Valanghe

Le valanghe sono generalmente dovute a cambiamenti climatici o del vento.

Consigli utili per lo sciatore

1: Non avventurarsi fuori pista
2: Consultare il bollettino meteo valanghe
3: Evitare i canaloni dove si accumula più neve
4: La neve portata dal vento rimane soffice, meno solida
5: I versanti esposti al sole hanno un manto instabile
6: Meglio sciare nelle prime ore del mattino
7: Dove ci sono rocce affioranti maggiore è il rischio slavine
8: La neve fresca puiò nascondere rocce di superficie
9: Sciare con strumenti elettronici adeguati per eventuali necessità di ricerca

Le valanghe possono essere di due tipi:

Valanghe di superficie

quando il solo strato superiore scivola non avendo aderito allo strato sottostante. Lo spessore di questo strato può variare da pochi centimetri a ben più di mezzo metro.

Valanghe di fondo

quando tutta la neve si stacca ed il terreno viene messo a nudo a causa della grande instabilità del manto nevoso.

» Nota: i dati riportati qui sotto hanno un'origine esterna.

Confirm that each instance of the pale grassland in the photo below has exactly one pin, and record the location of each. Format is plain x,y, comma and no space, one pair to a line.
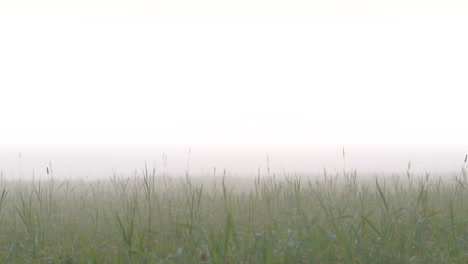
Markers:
152,218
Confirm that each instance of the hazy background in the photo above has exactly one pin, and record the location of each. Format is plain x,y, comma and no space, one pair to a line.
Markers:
102,86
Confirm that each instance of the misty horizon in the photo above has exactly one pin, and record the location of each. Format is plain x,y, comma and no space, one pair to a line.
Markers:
103,161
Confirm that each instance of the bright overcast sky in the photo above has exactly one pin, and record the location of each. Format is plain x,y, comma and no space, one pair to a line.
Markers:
233,72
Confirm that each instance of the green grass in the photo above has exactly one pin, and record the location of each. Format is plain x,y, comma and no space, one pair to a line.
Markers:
151,218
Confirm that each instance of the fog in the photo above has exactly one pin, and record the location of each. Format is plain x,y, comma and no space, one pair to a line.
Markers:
104,161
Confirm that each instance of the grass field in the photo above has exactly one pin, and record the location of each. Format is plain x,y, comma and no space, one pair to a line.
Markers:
155,218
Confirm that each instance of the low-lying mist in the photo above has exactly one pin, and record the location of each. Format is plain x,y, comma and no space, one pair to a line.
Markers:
103,161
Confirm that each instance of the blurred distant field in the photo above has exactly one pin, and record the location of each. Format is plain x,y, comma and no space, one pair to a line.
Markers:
155,218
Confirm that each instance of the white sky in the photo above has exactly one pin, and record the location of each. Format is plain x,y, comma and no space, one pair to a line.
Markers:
230,72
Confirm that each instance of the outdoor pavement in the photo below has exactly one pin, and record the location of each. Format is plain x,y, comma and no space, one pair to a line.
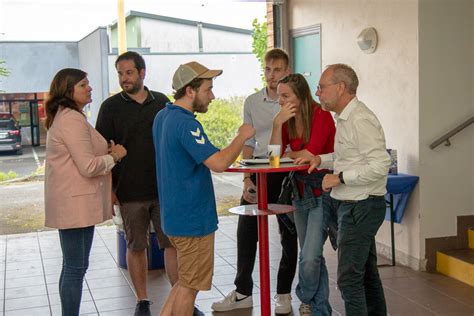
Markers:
30,265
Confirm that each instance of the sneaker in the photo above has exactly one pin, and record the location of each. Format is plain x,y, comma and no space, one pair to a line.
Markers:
143,308
231,301
305,309
282,303
197,312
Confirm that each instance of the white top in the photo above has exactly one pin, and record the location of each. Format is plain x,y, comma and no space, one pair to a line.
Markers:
259,111
360,152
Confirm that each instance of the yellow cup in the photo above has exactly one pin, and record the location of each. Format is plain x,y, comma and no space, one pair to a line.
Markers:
274,155
274,161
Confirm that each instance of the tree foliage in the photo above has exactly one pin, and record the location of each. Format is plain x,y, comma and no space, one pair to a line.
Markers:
259,43
222,120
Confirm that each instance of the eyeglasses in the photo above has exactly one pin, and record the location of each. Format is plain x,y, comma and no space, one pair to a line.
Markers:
322,86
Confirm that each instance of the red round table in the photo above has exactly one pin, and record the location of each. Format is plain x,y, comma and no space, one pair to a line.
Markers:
262,210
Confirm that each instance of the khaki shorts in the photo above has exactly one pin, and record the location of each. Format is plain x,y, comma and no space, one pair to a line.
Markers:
195,261
136,221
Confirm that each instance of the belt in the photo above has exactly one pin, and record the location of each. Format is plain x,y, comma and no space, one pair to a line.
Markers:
369,197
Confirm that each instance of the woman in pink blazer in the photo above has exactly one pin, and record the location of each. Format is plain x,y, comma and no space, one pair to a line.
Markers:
77,179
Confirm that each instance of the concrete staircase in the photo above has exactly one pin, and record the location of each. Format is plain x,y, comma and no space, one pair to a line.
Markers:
459,263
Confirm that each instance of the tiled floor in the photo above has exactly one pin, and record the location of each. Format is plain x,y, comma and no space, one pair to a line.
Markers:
30,265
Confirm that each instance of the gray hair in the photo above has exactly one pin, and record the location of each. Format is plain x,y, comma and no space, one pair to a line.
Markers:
345,73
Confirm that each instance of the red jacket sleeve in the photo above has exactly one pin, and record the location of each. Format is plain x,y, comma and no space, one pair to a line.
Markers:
323,131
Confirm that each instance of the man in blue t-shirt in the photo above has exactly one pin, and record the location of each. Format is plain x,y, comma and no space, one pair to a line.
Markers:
184,159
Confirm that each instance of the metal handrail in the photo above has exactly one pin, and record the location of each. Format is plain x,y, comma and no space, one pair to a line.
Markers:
445,138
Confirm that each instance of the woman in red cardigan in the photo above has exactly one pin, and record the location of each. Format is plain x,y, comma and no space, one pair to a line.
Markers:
308,130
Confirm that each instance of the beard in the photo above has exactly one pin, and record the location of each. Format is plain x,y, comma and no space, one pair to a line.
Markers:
133,87
199,106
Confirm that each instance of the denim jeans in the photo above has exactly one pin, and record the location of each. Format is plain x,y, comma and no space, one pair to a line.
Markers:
313,283
357,275
247,238
76,245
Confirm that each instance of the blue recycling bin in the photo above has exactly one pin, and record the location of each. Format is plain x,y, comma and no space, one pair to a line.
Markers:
154,253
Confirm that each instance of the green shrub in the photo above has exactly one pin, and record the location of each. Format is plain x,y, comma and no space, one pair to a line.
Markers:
222,120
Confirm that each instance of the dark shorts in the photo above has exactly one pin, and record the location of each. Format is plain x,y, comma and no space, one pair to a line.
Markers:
136,221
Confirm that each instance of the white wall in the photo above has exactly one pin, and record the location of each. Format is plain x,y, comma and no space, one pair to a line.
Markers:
93,59
388,83
181,38
240,77
420,84
163,36
223,41
33,65
446,100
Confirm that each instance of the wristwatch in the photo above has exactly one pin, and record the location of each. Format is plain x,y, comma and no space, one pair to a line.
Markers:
341,178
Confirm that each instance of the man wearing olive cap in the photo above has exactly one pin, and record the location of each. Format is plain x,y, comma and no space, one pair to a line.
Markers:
184,159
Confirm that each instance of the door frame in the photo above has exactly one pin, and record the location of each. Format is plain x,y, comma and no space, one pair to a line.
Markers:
303,31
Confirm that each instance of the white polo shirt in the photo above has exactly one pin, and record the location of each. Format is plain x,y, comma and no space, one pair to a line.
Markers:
360,152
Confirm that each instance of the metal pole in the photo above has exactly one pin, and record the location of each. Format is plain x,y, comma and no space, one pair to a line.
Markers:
121,27
392,215
263,245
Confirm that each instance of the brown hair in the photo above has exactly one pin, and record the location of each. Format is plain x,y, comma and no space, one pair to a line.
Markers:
61,93
300,88
136,57
277,53
195,84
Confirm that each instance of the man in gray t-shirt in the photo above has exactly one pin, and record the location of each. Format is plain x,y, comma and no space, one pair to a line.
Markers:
259,110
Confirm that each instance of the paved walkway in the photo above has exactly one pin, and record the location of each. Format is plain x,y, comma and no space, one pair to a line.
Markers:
30,265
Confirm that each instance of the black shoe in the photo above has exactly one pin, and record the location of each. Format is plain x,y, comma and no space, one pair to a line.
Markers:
143,308
197,312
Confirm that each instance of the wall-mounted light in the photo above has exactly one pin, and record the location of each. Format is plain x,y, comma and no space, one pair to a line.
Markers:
367,40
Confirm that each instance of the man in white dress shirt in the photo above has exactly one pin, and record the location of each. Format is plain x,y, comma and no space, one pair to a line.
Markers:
360,162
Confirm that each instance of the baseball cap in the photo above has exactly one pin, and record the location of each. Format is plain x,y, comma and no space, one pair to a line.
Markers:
190,71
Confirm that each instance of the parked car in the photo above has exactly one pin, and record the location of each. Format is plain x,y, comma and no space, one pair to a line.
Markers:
10,133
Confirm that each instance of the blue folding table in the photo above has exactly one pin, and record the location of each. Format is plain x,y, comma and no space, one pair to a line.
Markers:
399,188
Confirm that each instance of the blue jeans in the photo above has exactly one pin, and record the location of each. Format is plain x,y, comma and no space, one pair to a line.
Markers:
76,245
313,283
357,275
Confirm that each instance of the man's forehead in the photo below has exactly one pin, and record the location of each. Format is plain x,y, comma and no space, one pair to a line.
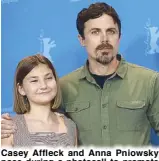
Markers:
102,22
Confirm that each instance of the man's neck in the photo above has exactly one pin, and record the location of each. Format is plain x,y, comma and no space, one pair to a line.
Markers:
100,69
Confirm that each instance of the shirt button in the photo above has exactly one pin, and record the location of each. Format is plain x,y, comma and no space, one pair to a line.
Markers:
76,109
104,105
105,126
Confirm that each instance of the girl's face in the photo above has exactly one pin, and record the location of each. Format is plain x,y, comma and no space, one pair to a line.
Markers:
39,86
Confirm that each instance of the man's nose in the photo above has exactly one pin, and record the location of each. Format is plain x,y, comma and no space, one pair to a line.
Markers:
104,37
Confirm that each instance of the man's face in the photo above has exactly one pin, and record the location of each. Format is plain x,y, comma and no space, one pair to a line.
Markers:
101,39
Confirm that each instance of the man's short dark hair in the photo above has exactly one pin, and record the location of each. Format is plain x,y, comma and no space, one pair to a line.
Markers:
94,11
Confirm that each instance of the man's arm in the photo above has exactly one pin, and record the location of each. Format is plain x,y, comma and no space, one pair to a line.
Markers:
7,126
7,142
153,111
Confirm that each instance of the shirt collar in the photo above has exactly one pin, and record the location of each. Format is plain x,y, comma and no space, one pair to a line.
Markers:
121,70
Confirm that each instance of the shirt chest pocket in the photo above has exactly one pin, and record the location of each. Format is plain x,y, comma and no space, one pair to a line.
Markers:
131,115
80,114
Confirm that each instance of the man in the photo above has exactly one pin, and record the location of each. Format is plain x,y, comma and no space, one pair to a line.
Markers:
112,101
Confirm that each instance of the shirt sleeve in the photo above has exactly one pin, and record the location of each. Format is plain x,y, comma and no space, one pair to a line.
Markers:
153,110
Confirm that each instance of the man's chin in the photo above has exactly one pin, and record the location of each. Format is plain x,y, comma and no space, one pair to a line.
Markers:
105,61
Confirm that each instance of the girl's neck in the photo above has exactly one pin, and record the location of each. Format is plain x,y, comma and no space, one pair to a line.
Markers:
41,113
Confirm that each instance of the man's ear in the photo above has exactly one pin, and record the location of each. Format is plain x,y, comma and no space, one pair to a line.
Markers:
21,89
81,40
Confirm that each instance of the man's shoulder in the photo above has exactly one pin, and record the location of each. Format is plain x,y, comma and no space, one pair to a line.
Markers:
73,76
140,70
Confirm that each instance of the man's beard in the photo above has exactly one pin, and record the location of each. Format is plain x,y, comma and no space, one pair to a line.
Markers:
104,57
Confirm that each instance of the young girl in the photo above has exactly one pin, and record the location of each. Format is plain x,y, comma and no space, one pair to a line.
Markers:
36,97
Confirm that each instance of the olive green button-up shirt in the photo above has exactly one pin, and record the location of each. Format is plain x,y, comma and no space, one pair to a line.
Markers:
121,113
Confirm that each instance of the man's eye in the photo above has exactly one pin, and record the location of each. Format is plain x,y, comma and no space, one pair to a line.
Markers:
49,78
33,80
95,32
111,32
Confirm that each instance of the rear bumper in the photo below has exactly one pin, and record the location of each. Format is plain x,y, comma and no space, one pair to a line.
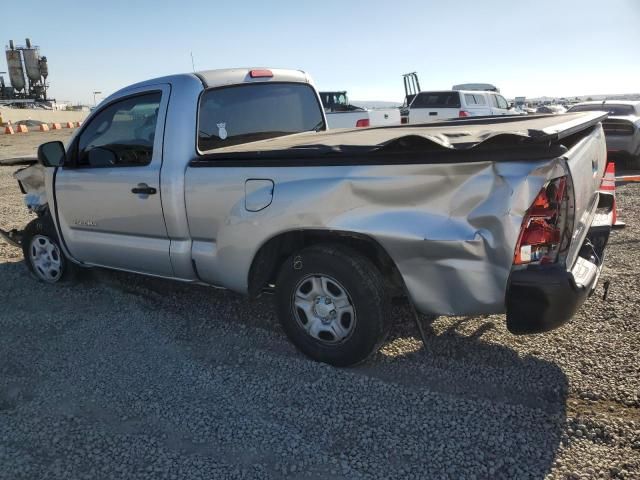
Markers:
543,297
623,144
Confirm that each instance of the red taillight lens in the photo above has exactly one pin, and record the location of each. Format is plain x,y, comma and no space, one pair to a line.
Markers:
260,73
540,233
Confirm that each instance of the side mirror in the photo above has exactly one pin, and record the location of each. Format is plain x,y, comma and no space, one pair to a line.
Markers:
52,154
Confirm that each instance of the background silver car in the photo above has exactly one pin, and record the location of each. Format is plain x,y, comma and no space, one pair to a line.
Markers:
622,128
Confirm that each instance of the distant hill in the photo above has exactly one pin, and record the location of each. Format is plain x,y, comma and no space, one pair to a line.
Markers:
374,104
619,96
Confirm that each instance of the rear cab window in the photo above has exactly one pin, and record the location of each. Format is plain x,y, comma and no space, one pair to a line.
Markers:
474,99
256,111
437,100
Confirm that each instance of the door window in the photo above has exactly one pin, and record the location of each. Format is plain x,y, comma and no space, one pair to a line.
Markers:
474,99
122,134
502,103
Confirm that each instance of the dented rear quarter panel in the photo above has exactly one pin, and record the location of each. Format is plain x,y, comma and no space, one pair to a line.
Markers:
451,229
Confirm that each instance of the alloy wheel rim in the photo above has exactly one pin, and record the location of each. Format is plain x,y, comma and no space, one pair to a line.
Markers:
46,259
323,309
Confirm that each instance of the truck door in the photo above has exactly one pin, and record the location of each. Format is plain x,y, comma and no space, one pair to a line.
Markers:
108,200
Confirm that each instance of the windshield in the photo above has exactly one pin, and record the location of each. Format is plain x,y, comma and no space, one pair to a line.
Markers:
437,100
250,112
333,99
612,109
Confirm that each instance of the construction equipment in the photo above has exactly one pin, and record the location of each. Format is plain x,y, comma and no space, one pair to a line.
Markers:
28,73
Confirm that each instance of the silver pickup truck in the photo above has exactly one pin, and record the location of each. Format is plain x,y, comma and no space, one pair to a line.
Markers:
230,178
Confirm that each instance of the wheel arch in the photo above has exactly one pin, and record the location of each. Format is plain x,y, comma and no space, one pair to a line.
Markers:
273,252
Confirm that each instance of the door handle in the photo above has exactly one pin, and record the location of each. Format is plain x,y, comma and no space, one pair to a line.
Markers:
143,189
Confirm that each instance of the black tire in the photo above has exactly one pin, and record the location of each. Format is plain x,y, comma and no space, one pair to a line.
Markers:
40,231
364,287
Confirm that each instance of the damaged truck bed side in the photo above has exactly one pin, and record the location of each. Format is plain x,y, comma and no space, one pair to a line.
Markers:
478,216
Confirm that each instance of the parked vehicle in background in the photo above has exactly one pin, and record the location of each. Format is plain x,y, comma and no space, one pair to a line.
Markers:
551,109
486,87
226,178
622,127
441,105
341,114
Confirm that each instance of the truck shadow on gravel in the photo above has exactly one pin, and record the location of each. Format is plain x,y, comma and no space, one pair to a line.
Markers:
466,405
521,398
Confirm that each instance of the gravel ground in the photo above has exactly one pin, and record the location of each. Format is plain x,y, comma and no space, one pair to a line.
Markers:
121,376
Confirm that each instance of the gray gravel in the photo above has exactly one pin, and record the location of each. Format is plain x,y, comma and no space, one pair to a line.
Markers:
126,377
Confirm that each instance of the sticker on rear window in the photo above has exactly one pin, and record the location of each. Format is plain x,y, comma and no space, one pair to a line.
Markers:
222,130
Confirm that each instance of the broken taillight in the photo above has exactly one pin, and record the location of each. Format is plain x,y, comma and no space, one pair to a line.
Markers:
540,234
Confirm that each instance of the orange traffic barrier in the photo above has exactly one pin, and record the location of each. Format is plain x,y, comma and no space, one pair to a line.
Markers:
627,179
609,185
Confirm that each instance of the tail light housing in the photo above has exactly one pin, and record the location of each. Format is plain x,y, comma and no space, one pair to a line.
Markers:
541,231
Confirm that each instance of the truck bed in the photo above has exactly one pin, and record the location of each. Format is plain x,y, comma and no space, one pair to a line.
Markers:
500,138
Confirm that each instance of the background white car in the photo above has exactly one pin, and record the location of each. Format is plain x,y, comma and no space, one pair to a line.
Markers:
440,105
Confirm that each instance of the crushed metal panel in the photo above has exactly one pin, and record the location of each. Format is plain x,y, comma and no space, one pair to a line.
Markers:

Le valanghe possono assumere diverse forme:
Valanghe di neve polverosa

Dopo una caduta di neve fredda, abbondante, lo strato è molto instabile, per mancanza di coesione tra i cristalli. Chi ne viene investito rischia la morte per asfissia, in quanto i cristalli di neve penetrano nei polmoni attraverso il naso e la bocca.

valanga di neve polverosa

Valanghe di neve bagnata

Sono queste delle valanghe di fondo dovute all'aumento della temperatura per l'azione del sole o del vento caldo. Tutta la massa nevosa diventa senza coesione, umida e scivolosa. La valanga scende sotto forma di molte palle di neve e si crea un passaggio raschiando il suolo come un bulldozer. Quando essa si ferma le forme di neve si schiacciano le une contro le altre soffocando lo sciatore sommerso; questa neve si indurisce rapidamente come cemento rendendo difficile il sondaggio. È la tipica valanga di primavera ed è la più prevedibile.

valanga di neve bagnata

Lastroni formati dal vento

Il vento comprime i cristalli di neve gli uni contro gli altri distruggendone le ramificazioni e formando granuli fini. Agglomerandosi i granuli formano lastroni molto instabili che non aderiscono allo strato inferiore dal quale rimangono separati come da un materasso d'aria. I pericoli di valanghe di lastroni sono i più imprevedibili e richiedono molta prudenza, perché da essi dipendono i 3/4 degli incidenti.